In a new study from the American Consumer Institute, my coauthors and I compare the costs of conventional treatments for two serious genetic diseases — severe hemophilia and spinal muscular atrophy — with the cost of a one-time gene therapy cure. In both cases, the higher upfront cost of gene therapy is recouped within a decade by eliminating the ongoing expenses of conventional treatment. For example, the current annual cost to treat severe hemophilia is about $690,000, on average. By contrast, a gene therapy for hemophilia is estimated to cost approximately $1 million, meaning the gene therapy pays for itself in less than two years.
Despite the long-term benefits of gene therapy for both patients and payers, our current approach to financing health care makes it difficult for patients to access these cures. For example, insurers are often reluctant to cover the upfront costs for expensive therapies, fearing that patients will switch to another insurer after the treatment is done.

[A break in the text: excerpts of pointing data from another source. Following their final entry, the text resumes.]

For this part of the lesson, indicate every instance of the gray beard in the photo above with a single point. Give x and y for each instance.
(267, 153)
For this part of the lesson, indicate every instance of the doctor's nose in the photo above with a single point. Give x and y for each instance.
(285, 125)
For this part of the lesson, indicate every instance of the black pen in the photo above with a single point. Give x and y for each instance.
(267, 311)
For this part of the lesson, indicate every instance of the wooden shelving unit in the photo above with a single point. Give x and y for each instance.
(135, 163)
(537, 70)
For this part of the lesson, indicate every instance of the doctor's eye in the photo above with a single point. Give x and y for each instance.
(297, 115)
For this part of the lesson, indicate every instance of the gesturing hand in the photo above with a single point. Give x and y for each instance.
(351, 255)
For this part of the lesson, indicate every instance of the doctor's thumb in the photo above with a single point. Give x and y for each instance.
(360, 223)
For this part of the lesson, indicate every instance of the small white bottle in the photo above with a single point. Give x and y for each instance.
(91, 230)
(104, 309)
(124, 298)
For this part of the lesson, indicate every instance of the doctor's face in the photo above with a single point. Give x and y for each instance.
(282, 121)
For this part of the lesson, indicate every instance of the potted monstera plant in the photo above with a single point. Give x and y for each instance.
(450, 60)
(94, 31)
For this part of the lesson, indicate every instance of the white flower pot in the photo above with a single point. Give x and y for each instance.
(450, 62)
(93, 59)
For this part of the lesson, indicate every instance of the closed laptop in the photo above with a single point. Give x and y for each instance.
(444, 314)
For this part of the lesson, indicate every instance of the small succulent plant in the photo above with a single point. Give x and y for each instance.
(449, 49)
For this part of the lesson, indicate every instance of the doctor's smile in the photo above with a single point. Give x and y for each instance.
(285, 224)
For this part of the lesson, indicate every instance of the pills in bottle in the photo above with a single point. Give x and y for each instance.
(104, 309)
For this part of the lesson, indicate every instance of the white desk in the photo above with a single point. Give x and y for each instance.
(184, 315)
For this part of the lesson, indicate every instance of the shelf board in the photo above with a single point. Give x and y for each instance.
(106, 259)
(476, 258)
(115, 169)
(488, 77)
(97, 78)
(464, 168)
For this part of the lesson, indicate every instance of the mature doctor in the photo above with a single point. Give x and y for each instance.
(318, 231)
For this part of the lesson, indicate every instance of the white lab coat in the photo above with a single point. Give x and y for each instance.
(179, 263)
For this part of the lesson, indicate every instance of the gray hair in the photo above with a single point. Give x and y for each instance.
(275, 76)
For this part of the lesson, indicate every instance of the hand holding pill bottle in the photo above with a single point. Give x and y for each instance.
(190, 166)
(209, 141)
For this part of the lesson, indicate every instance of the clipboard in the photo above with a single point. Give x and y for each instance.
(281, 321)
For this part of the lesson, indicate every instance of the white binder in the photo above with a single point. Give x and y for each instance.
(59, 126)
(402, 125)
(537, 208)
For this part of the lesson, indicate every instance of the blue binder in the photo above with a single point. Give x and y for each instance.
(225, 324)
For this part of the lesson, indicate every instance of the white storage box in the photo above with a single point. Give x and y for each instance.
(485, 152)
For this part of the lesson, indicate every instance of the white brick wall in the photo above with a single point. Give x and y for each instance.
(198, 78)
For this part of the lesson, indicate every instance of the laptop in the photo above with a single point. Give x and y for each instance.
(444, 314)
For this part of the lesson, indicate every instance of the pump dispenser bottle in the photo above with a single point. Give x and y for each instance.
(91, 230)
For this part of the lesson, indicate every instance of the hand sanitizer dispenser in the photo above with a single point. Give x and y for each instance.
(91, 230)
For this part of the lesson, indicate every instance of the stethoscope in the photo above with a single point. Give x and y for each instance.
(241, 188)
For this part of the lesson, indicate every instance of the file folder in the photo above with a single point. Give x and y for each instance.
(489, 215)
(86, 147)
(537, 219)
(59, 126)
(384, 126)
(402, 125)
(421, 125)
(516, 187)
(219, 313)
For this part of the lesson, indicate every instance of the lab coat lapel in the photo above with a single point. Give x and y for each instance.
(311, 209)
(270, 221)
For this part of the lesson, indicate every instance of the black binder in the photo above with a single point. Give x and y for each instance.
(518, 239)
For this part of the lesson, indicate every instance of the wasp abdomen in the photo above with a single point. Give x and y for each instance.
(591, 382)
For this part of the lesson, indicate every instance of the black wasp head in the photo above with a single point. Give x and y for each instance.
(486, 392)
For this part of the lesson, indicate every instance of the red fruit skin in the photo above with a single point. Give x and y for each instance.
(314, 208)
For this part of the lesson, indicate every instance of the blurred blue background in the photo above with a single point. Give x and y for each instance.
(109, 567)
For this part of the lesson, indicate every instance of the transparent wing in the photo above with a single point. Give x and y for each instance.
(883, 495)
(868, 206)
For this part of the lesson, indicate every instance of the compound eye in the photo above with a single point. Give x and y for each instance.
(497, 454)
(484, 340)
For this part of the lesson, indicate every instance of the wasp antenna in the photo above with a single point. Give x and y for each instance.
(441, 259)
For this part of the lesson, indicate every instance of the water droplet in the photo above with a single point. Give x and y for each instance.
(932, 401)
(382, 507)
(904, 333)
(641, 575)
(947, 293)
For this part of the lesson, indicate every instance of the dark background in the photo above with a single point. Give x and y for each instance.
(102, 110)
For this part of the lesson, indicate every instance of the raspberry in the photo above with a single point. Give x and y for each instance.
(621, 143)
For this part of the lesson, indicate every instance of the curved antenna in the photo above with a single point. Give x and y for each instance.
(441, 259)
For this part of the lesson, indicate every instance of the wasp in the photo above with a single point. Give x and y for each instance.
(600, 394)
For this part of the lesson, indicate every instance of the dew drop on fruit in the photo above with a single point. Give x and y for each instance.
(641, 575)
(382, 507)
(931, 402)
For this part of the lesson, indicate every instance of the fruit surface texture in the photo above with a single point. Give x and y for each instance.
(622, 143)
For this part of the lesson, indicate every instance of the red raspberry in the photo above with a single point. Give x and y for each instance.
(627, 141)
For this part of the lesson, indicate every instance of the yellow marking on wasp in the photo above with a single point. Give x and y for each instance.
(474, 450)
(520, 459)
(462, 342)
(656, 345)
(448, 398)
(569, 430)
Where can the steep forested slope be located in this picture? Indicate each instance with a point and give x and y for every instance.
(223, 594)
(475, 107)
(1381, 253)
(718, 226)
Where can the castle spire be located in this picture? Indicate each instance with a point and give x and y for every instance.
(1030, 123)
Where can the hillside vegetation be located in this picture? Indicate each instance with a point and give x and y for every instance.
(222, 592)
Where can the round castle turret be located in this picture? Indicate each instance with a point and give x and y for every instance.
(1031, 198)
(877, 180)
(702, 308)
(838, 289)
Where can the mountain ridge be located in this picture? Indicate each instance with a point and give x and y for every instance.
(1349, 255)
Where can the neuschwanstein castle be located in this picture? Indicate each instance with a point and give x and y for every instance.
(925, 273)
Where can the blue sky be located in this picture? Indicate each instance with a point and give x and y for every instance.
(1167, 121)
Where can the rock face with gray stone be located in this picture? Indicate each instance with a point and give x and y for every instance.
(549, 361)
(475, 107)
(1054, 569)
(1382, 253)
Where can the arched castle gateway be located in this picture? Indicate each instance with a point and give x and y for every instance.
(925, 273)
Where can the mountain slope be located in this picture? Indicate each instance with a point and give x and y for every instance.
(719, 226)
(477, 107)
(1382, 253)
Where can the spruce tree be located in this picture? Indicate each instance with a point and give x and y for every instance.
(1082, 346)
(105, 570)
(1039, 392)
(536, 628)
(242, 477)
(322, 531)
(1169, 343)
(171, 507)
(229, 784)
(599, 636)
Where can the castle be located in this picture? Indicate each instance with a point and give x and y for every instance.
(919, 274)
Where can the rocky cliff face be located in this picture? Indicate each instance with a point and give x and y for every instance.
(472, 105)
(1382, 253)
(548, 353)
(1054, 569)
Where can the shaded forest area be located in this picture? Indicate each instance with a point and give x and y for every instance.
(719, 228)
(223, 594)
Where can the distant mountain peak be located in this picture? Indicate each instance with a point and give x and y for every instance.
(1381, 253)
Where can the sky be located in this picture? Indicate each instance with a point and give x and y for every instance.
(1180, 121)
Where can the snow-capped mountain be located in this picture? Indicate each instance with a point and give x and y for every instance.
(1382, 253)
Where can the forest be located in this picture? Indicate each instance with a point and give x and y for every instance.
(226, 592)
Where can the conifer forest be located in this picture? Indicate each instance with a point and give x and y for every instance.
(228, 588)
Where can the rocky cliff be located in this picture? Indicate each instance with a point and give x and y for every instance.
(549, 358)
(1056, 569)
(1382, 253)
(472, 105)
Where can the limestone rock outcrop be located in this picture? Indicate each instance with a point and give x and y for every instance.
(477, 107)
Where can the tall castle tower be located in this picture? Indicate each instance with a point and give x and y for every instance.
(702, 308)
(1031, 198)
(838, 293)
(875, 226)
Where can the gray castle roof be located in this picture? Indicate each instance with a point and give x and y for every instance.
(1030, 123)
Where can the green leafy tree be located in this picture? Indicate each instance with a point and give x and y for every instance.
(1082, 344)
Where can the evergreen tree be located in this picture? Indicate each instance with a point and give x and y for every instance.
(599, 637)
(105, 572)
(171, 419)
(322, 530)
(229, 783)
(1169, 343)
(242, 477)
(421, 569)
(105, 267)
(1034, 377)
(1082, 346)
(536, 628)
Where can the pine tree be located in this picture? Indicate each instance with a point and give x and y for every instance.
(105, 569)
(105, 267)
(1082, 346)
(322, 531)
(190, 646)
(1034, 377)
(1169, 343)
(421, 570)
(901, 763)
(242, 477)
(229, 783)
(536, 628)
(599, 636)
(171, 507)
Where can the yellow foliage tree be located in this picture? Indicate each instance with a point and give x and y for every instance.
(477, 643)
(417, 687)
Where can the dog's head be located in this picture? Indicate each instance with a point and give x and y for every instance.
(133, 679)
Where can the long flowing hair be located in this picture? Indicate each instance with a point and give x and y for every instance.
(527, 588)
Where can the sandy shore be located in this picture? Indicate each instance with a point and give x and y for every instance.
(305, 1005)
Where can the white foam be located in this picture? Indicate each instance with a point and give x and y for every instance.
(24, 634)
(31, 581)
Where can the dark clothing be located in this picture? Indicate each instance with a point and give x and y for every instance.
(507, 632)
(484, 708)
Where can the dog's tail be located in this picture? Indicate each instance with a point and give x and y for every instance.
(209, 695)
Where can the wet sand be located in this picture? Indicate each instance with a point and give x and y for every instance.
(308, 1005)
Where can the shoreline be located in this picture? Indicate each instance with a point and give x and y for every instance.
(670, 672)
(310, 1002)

To overcome this problem, long-term financing of partial payments to drug companies has been proposed so that when a patient changes to a different insurance company, the new insurer bears some of the drug costs. Outcome-based payments, where payers are only financially responsible if a therapy produces the desired clinical outcome, are already used effectively by some European countries and Medicare for certain high-cost drugs and could be applied to gene therapies.
To further defray the cost, a universal fund based on a percentage of revenue from different insurers could be established. Reinsurance could also be used to shield insurers from large payouts. To help patients amortize their out-of-pocket costs, mortgage-like loans could help spread expenses over a series of smaller payments.
All of these possibilities merit careful scrutiny, and stakeholders should work together to develop new, value-based financing mechanisms that expand access to gene therapies and encourage continued research into lifesaving cures. Patients’ lives depend on it.